Gráinne Gilmore (left), Head of Knight Frank UK Residential Research, commented, “In the run-up to the election, all political parties agree that the delivery of more new homes is a priority. Yet more than two-thirds of house builders believe that under current market conditions, the maximum number of units that can be sustainably delivered each and every year is 180,000 or less.
“Policymakers, especially those in power after the election, may want to heed the calls from house builders to beef up planning departments in local authorities, plough more investment into skills and training in the construction sector and provide better access to public sector land, moves which the housebuilding industry is signalling could move the country closer to building enough homes for all.”
The capacity to deliver the sheer number of new homes required is the fundamental issue faced by the UK’s house builders, according to Justin Gaze (right), Joint Head of Residential Development at Knight Frank.
He commented, “The inability to create the necessary number of new homes is being driven primarily by a skills shortage in the development sector which shrunk dramatically following the financial crisis, limited development funding and the lengthy mortgage approval process which is delaying purchasers.”
House-building expert Rosemary Edwards (left) believes that seismic changes are needed if any of the top political parties’ housing targets are to be met.
Edwards, Partner and Head of Residential Development with leading corporate solicitors Shulmans LLP, has acted for many of the UK’s top house builders for over two decades.

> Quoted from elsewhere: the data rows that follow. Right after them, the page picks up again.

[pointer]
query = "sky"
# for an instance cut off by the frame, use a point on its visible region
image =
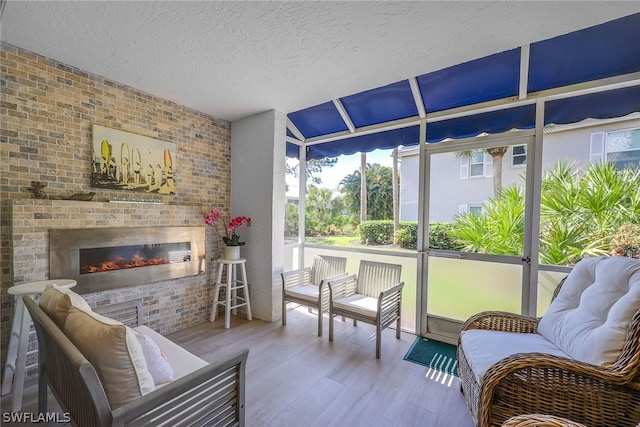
(346, 165)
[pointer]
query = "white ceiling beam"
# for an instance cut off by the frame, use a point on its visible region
(417, 97)
(524, 70)
(601, 85)
(294, 130)
(344, 115)
(294, 141)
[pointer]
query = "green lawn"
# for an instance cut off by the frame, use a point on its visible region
(342, 240)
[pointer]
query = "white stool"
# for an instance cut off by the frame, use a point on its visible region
(15, 368)
(232, 299)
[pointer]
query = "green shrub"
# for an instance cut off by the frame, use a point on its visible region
(407, 235)
(376, 232)
(439, 236)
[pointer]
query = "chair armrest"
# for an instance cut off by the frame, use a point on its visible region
(335, 278)
(342, 287)
(129, 312)
(390, 300)
(293, 278)
(502, 321)
(525, 375)
(216, 390)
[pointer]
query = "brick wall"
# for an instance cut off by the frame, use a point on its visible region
(47, 111)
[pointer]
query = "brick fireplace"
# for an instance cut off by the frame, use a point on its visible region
(100, 259)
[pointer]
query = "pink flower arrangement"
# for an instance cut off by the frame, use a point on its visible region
(231, 238)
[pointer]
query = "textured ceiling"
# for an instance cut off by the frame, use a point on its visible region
(234, 59)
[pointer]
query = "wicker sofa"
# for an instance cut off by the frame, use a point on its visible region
(580, 361)
(95, 394)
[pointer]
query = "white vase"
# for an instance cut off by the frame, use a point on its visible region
(232, 252)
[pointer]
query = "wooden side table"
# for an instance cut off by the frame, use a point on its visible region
(233, 284)
(15, 368)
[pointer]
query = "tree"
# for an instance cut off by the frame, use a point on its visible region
(323, 212)
(583, 212)
(379, 192)
(396, 195)
(497, 154)
(314, 168)
(363, 187)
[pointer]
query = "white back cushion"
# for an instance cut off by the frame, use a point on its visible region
(114, 352)
(590, 317)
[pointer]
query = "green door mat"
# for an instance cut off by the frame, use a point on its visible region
(433, 354)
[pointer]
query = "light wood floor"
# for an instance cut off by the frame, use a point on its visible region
(295, 378)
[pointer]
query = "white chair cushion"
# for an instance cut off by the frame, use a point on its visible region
(308, 292)
(56, 302)
(590, 317)
(484, 348)
(114, 352)
(157, 362)
(182, 362)
(362, 304)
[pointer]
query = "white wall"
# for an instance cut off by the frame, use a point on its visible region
(258, 191)
(448, 191)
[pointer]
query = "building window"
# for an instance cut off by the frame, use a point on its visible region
(476, 163)
(623, 147)
(475, 210)
(519, 155)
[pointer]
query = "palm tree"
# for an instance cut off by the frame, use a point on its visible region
(363, 187)
(396, 202)
(497, 154)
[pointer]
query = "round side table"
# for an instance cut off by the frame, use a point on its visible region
(14, 371)
(233, 284)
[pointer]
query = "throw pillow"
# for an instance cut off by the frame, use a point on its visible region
(157, 362)
(56, 302)
(114, 352)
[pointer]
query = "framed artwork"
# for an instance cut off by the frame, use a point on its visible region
(126, 161)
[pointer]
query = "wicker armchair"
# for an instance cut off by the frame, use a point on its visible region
(374, 297)
(538, 382)
(306, 286)
(540, 420)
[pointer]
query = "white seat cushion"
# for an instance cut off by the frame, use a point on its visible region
(114, 352)
(56, 302)
(182, 362)
(590, 316)
(157, 362)
(361, 304)
(484, 348)
(308, 292)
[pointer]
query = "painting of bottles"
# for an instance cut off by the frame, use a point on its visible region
(126, 161)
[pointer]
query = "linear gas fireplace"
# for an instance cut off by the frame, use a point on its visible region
(107, 258)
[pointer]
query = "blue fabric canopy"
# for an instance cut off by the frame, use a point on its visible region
(601, 105)
(606, 50)
(485, 79)
(492, 122)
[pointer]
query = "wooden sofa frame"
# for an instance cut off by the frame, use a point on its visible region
(212, 395)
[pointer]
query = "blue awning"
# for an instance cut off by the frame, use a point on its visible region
(492, 122)
(606, 50)
(485, 79)
(601, 105)
(365, 143)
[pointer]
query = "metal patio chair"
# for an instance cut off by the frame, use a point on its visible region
(307, 286)
(374, 296)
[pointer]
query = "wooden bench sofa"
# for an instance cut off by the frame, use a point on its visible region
(199, 394)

“I have heard of many major house-builders being accused of ‘land-banking’,” she said, “But this is patently ridiculous. A house-builder’s business is entirely based on selling homes. If they can build them and sell them, why would they hold back? In reality a house-builder will struggle to sell more than say 40 houses a year on any one site, so natural market forces mean that a scheme of 200 houses may take five years to build out. Increased planning and regulatory hurdles have added time and cost, such as the new Community Infrastructure Levy, now effective in some districts. Staff shortages in local authority planning departments can also add to delays.
“Then there’s the problem of mortgage finance. We may say that we need 200,000 new houses or more each year, but not everyone who wants a house can afford one – and mortgage eligibility criteria have tightened up considerably in recent years.”

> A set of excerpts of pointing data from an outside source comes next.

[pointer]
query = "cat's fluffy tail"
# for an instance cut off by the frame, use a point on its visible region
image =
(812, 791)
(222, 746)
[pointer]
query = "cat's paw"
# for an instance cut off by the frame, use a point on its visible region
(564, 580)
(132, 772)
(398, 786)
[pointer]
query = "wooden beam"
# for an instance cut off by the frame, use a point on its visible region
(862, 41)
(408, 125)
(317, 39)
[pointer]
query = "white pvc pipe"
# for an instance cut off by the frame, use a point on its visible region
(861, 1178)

There is currently a great deal of talk about building on brownfield sites, but doing so throws up as many problems as it supposedly solves, according to Tim Halstead, Shulmans’ Managing Partner.
He said, “Such sites often have several landowners, so you have to bring them all together or persuade the local authority to exercise compulsory purchase powers. That all takes time – and of course you have to build houses, where people want to live [which may not be on a former industrial site]. There is often the added complication of expensive clean-up of contamination or increased costs arising say from digging out old foundations. Those costs can make schemes unviable without subsidy. As long ago as the 1980s we worked on a site in Hull that got a central government grant of £20 million. There just isn’t that kind of money around right now.”
Halstead also pointed to a chronic UK skills shortage being another factor in the low numbers of new houses being built. “Many skilled construction workers left the industry during the recession,” he said. “You can’t just click your fingers and bring in an endless supply of tradesmen to get new houses built.”
Recent proposals include encouraging small and medium-sized developers back into the market, but Rosemary Edwards pointed out: “Whilst the major housebuilders like Barratt and Taylor Wimpey survived the recession, many smaller ones didn’t. As development costs continue to rise, funding remains a major issue for those developers who don’t have large amounts of private equity backing.”